Like Blow and last year's DVD smash Layer Cake, Niccol's film wants to give us the ultimate insider's view on a very illegal black-market industry. Unfortunately, like those films, it falls back on convention, it stretches believability and it yearns for a kind of cynical hipness when it should be vying for relevance. I have to say, out of all three movies, Lord of War fails in the grandest way - it's the film that strains the most for credibility, and comes up the shortest.

At the outset, Yuri is just some punk kid living with his parents in Little Odessa. (Though he explains, again in voice-over, that he immigrated to America from the Ukraine as a little boy, Cage doesn't ever even try to convince us he's Russian...He's just playing Nicholas Cage.) He and his unpredictable, naive brother Vitaly (Jared Leto) go into the arms business, seemingly for a lack of anything better to do.

In a ludicrously dumb sub-plot, Yuri's dad faked being a Jew to escape the Soviet Union, but has now embraced the religion. In yet another voice-over, Yuri explains that he buys his first wholesale weapon - an Uzi from Israel - through a connection he meets at his dad's temple.

I'll stop here for a moment...Wouldn't that be an interesting scene to actually watch in the movie? A guy goes to temple with his dad and tries to make a connection with the Israeli guy to buy illegal weapons! Why just narrate that scene..."I made a connection and bought an Uzi." Who gives a shit? Show me something interesting, goddammit!

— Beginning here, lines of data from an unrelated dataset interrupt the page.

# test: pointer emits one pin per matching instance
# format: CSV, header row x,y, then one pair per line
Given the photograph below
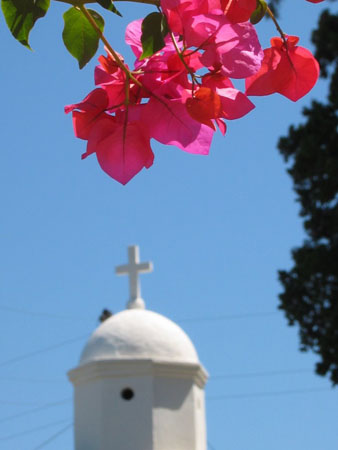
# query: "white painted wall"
x,y
166,413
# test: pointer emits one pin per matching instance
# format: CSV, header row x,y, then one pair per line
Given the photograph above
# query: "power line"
x,y
267,394
31,380
229,317
32,430
34,410
53,437
260,374
184,320
41,314
43,350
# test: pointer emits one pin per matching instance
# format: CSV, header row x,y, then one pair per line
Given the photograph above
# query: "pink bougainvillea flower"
x,y
238,10
234,48
174,126
204,105
217,102
123,151
88,112
288,69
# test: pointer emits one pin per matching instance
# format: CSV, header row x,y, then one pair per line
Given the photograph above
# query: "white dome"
x,y
139,334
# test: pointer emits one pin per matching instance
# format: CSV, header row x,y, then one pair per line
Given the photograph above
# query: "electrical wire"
x,y
53,437
32,380
228,317
43,350
270,373
183,320
41,314
266,394
34,410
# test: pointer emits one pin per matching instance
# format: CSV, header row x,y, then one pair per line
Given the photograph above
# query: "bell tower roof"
x,y
139,334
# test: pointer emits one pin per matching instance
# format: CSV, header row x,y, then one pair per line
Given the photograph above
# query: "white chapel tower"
x,y
139,383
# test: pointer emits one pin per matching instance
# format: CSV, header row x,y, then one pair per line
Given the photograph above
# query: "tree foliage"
x,y
310,297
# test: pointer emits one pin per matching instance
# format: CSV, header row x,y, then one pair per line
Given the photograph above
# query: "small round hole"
x,y
127,394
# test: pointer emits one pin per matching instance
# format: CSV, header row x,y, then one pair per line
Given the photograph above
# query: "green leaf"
x,y
154,29
21,15
108,4
259,12
79,37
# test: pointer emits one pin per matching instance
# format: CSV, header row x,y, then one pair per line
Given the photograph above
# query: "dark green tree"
x,y
310,296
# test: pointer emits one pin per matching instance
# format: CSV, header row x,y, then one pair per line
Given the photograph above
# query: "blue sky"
x,y
217,229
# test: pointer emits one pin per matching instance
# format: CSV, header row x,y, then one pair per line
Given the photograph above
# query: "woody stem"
x,y
280,31
110,49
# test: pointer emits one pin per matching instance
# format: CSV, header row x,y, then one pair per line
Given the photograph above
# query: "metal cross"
x,y
133,268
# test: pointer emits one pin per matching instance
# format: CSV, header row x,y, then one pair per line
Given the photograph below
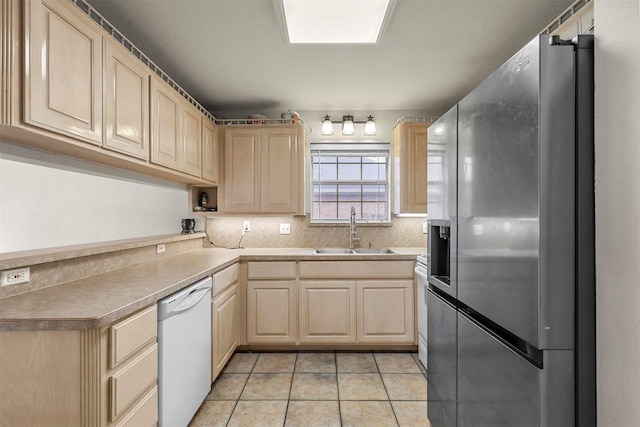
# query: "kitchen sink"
x,y
341,251
332,251
374,251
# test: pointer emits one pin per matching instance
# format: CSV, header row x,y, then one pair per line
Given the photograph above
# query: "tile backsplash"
x,y
265,233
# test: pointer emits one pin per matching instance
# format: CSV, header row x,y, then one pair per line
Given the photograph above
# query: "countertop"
x,y
99,300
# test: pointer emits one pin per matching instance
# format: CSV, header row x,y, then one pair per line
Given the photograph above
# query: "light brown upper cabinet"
x,y
63,82
264,169
126,102
210,151
175,130
410,168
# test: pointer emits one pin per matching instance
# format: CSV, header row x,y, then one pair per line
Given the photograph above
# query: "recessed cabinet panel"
x,y
327,311
191,141
242,170
272,311
386,311
126,102
210,151
63,90
165,129
279,171
410,168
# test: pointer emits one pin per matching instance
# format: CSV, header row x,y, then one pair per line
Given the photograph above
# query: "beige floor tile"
x,y
267,387
396,363
378,413
313,413
213,414
361,387
263,413
316,362
314,387
227,387
411,414
419,363
275,362
405,386
356,363
241,363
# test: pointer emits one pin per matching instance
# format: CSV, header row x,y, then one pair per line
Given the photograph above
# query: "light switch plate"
x,y
15,276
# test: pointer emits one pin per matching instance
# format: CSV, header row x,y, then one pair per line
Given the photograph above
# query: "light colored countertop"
x,y
99,300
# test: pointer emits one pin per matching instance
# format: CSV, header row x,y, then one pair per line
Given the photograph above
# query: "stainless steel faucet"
x,y
353,232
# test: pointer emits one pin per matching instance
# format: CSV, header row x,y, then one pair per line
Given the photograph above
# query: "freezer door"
x,y
516,199
442,356
442,148
498,387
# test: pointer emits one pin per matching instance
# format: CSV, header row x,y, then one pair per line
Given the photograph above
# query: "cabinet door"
x,y
327,312
279,170
190,143
242,170
272,311
63,85
386,311
165,125
126,102
224,318
410,174
210,151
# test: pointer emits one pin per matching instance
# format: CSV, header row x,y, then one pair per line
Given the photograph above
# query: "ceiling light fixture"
x,y
348,125
336,21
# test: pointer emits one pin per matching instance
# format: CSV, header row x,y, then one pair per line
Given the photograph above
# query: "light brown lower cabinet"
x,y
331,302
95,377
386,311
272,311
327,311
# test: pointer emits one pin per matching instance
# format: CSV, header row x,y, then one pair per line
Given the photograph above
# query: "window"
x,y
350,175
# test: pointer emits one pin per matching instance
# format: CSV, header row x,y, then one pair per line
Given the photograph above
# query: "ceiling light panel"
x,y
335,21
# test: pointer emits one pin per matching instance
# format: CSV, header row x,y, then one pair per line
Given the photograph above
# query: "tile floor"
x,y
317,389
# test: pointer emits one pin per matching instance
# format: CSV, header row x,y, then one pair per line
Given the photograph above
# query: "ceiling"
x,y
231,55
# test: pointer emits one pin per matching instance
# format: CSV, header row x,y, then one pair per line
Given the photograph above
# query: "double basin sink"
x,y
341,251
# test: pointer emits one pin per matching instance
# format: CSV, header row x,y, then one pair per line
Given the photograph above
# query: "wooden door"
x,y
327,311
272,311
416,163
210,151
126,102
242,170
191,137
386,311
63,85
279,170
165,125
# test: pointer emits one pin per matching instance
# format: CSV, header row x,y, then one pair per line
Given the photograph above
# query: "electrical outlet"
x,y
15,277
285,228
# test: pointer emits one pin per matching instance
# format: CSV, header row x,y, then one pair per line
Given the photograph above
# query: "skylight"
x,y
335,21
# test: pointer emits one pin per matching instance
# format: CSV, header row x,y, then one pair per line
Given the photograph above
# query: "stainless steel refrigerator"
x,y
511,245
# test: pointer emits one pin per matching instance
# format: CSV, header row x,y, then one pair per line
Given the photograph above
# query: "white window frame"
x,y
353,150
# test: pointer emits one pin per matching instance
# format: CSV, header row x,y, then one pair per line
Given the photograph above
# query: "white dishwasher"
x,y
184,353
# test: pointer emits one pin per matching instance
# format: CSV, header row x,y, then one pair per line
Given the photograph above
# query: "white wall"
x,y
48,200
617,138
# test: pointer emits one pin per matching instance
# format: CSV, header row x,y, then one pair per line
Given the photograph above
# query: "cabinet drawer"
x,y
223,278
144,414
272,270
132,380
356,269
131,334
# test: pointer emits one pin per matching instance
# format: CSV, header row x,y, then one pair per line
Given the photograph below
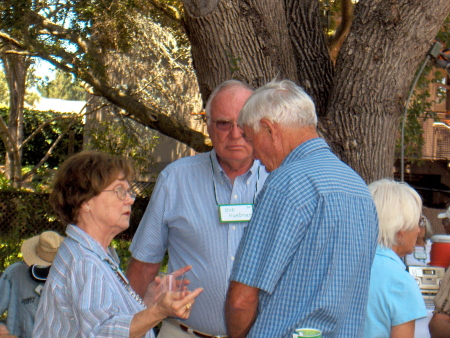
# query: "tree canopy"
x,y
359,77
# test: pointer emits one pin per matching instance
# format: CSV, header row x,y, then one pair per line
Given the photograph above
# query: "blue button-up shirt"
x,y
183,218
83,296
309,246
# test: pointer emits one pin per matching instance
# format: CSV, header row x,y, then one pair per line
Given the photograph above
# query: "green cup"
x,y
307,332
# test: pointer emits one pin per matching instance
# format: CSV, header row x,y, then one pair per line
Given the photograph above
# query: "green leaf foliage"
x,y
36,148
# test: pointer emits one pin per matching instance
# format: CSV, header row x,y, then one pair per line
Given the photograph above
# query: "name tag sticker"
x,y
420,255
235,212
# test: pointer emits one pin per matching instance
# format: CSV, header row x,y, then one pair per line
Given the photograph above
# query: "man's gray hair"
x,y
399,208
282,102
219,88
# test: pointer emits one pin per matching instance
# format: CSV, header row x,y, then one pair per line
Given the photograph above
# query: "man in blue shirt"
x,y
183,216
305,258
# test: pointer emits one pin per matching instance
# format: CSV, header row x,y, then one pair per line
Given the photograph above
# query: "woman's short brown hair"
x,y
83,176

All the usual, expected "rise-and-fall" material comes in due time. Vitaly develops a coke problem, and Yuri has to drop him from the business, causing bad blood between the brothers. Yuri, who at first distances himself from any actual violence, merely selling the guns and leaving, descends deeper and deeper into a web of total, unabashed villainy. An overzealous ATF agent who can't be bribed (Ethan Hawke, who gets in very little actual dialogue amidst all the voice-over) tails him wherever he goes (including via helicopter, in a scene shamelessly lifted from Goodfellas). Yuri's wife, a model about whom he has obsessed since his youth (Bridget Moynahan), initially swoons for his wealth and priviledge, but comes to resent his secrecy and frequent absence.

Yawn.

A more promising plotline concerns the cruel, psychopathic dictator of Liberia (Eamonn Walker, in the film's only interesting performance), who seems to me to be based on General Idi Amin Dada, as presented in Barbet Schroeder's documentary of the same name. He's an interesting character, a man of contradictions in a movie filled with one-note types, but we spend far too little time with him, and the film as a whole seems less concerned with actually telling a story about Africa than listening to the dulcet tone's of Nic Cage's speaking voice.

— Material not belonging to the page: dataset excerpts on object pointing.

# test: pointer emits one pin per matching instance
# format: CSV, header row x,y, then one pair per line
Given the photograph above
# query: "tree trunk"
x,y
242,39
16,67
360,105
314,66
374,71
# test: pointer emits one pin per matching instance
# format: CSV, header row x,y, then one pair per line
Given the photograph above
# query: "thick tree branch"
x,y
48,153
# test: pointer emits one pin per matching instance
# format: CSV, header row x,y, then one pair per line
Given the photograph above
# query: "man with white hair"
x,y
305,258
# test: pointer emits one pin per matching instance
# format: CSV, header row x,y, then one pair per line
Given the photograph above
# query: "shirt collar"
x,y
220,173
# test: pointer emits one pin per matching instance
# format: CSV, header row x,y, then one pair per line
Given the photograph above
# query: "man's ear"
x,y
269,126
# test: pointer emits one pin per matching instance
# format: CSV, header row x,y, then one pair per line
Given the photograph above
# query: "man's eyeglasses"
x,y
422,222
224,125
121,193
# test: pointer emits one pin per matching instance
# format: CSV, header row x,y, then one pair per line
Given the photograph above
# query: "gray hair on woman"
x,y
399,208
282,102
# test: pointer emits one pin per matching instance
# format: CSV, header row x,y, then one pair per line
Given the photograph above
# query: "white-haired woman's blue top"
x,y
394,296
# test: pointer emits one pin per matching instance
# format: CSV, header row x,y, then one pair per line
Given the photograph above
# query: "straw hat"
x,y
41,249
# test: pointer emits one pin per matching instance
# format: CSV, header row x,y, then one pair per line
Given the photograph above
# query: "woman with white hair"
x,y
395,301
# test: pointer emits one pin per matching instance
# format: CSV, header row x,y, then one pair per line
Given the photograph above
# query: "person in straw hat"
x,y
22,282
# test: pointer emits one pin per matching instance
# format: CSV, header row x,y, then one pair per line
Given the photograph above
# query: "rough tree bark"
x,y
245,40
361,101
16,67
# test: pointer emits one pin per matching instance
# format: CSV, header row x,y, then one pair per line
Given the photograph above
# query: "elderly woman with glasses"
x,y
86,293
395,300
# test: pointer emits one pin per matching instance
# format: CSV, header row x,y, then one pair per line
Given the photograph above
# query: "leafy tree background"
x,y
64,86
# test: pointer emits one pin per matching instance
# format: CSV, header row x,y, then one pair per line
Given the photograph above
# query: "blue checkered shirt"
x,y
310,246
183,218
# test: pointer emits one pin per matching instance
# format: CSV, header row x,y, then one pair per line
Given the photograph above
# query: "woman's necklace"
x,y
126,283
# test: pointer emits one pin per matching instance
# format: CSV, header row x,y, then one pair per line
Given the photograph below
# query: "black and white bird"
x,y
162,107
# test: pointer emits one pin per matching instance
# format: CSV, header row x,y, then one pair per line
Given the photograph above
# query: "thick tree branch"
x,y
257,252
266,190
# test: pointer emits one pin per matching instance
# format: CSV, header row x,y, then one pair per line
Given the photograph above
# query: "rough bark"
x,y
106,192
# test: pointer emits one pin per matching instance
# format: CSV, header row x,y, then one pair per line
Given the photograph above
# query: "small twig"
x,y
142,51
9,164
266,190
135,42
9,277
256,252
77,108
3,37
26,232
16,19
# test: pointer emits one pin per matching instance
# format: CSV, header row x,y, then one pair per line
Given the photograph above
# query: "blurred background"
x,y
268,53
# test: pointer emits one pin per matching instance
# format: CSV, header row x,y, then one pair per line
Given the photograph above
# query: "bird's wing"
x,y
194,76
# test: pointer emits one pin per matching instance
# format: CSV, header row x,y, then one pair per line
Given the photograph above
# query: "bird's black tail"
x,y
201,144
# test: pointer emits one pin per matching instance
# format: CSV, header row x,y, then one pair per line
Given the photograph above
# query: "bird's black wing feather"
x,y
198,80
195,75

Like a lot of other "serious" 2005 issue movies - and I include Syriana, The Constant Gardener and Crash here - Lord of War overshoots its target by a good stretch. By the end of his film, Niccol tries to make a case against the U.S., stating that the President is the world's largest arms dealer, and that he's dependant on guys like Yuri Orlov plying their trade around the world. Well, that may be true, but it's a random, cheap shot at the end of a movie that has nothing to do with the United States selling arms around the world. This is a simple story about one man, like The Constant Gardener, that pretends in its final 15 minutes to have some kind of larger significance and application.

What finally holds Lord of War back, along with the constant voice-overs and a general air of tongue-in-cheek jokiness that really mars the film's more serious sections, is its cartoonish lack of believability. A gritty insider's view at how arms trading works should at least try to get its protagonist out of scrapes with the law in a somewhat plausible manner. Yuri's constant outsmarting of the ATF takes on a Roadrunner-esque quality after a while.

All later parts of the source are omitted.